Und welche Haltung sollen wir gegen Weltleute einnehmen? Da sind zunächst die politischen Fragen, die viele leidenschaftlich erregen. In der gegenwärtigen Stunde gibt es für uns keine andere Politik als die unseres Herrn: wer nicht für mich ist, der ist wider mich. Die Staatsmänner der Welt sind gern bereit, mit jeder Art von Regierung zu verhandeln, ob Präsident der Republik oder König von Italien, vorausgesetzt, er ist Jude oder Freimaurer. Gewiss kann man eine Vorliebe für diese oder jene Regierung haben, weil sie die Rechte der Religion achtet. Doch was uns betrifft, so lassen wir uns in keinerlei Diskussion ein. Ich wünsche sehr, dass man überhaupt keine Zeitung liest, es ist verlorene Zeit.

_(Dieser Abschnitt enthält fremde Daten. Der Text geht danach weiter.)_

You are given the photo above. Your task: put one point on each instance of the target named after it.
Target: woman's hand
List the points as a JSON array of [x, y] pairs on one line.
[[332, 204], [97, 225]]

Die Politik lassen wir also ganz aus dem Spiel. Damit soll nicht gesagt sein, wir sollen zu allem, was geschieht, „Ja“ und „Amen“ sagen. Durchaus nicht. Es geschehen zurzeit Dinge von unglaublicher Heimtücke. Man stimmt augenblicklich über ein Gesetz ab, das die Arbeitgeber verpflichtet, einen beliebigen Tag als freien Tag zu bestimmen, während ehedem das Sonntagsgebot Landesgesetz war. Man ersetzt es durch den Willen des Fabrikherrn – eine böse Sache. Beten wir, dass Gott dies alles nicht zulässt. Wenn wir gute Ordensleute sind, ziehen wir Gottes Segen auf Land und Volk herab und wirken mehr Gutes als wenn wir Zeitungen schrieben oder läsen. Sehen wir all diese Fragen im Lichte des Glaubens.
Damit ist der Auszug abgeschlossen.